Filed under: Comment
When I started in this industry, there was a guy I worked with that was simply horrible.
I don’t mean talentless, I mean horrible.
He was rude to his team … rude to his colleagues and – on occasion – rude to his clients.
I watched him thinking, “what a dick” and while his actions undoubtedly got results, I saw that his team feared him rather than wanted to work for him … which meant that as soon as they had learnt everything from him – or had an offer from another company who viewed working for this arse as a great foundation in the industry/discipline – they were off.
I was lucky I never worked directly with him or for him, but I remember one day watching him shout at a colleague for some ridiculously small thing, and vowing I would never, ever be like him.
Now, if I’m honest, some people would claim I failed in that goal.
They would say I am a grumpy bastard who is petty and particular about all manner of things.
And – if I’m being honest – the only people who can truly answer this are the folk who have worked with me or for me … however as much as I admit that I can be a fucking prick to people who have a massive title but  can’t even achieve the basic standards expected of someone in that position &/or  have no interest in taking any responsibility for what they have to do/encourage, I would hope I am not someone who is basically always looking for a fight.
Anyway, that’s by-the-by, because that’s not what I want to talk about.
Being a head of a department is hard.
Yes, I know you get more money and benefits, but that doesn’t mean the job is easy.
Very rarely do you get trained for it and then, when it happens, you suddenly find yourself thrust into a position where you are always copping someones shit.
Your team mates stop being your team mates and start expressing/demanding their personal needs and wants.
Your managers stop being your managers and start placing more expectations and responsibility on you.
Your clients stop being your clients and start holding you responsible for more than you are responsible for.
In short, you can become a cat litter-tray for everyone’s needs, wants, demands, tears, fears and tantrums.
Hey, I’m not criticising anyone, I was/am definitely guilty of it and I expected my bosses to ‘sort it out’ because at the end of the day, no one will look out for you as much as you.
Now dealing with that is part of being a boss … however how you deal with it dictates how you will develop your team and that’s why I subscribe to this point of view:
While I understand why the guy I used to work with felt ‘being a dictator’ stopped all the internal issues and arguments that can consume your day, the fact is, it also opened a can of worms he never knew existed.
The fact is, you don’t have to be mean to people.
You don’t have to be objectionable for the sake of being objectionable.
You shouldn’t tear someone down just because you have the power to do so.
Encouragement and support are not evil words.

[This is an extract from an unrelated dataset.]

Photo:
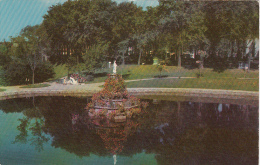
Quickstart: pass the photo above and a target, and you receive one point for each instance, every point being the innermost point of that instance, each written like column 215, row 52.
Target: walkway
column 56, row 89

Letting people discover their own ways, styles and mistakes is not dangerous or stupid.
In fact, it’s those things that help people develop and grow.
It makes them better at what they do.
It makes your job easier to do and best of all, it makes you look good.
But that doesn’t mean you have to act like Paula Abdul.
Being encouraging doesn’t mean relinquishing standards or boundaries.
Not just because if you do, people will try to cross them time and time again … but because part of being a boss is about setting a direction, vision and goal that everyone wants to be committed going after.
Being the head of a department means walking along a really thin tightrope.
Dangerous, scary but ultimately amazing and fulfilling – especially when your team grows and develops and then moves on to do things that they never imagined they could be doing. That’s just sheer bloody awesome.
And that’s why one of the best bits of advice I ever got was that you should always be enthusiastic, positive and eager to help, listen and get involved … but never be to the point where someone can take advantage of your generosity or miss out on their own development and experience, because in an industry where reputation is everything, the best way to build it – apart from doing great work – is to do no harm, but take no shit.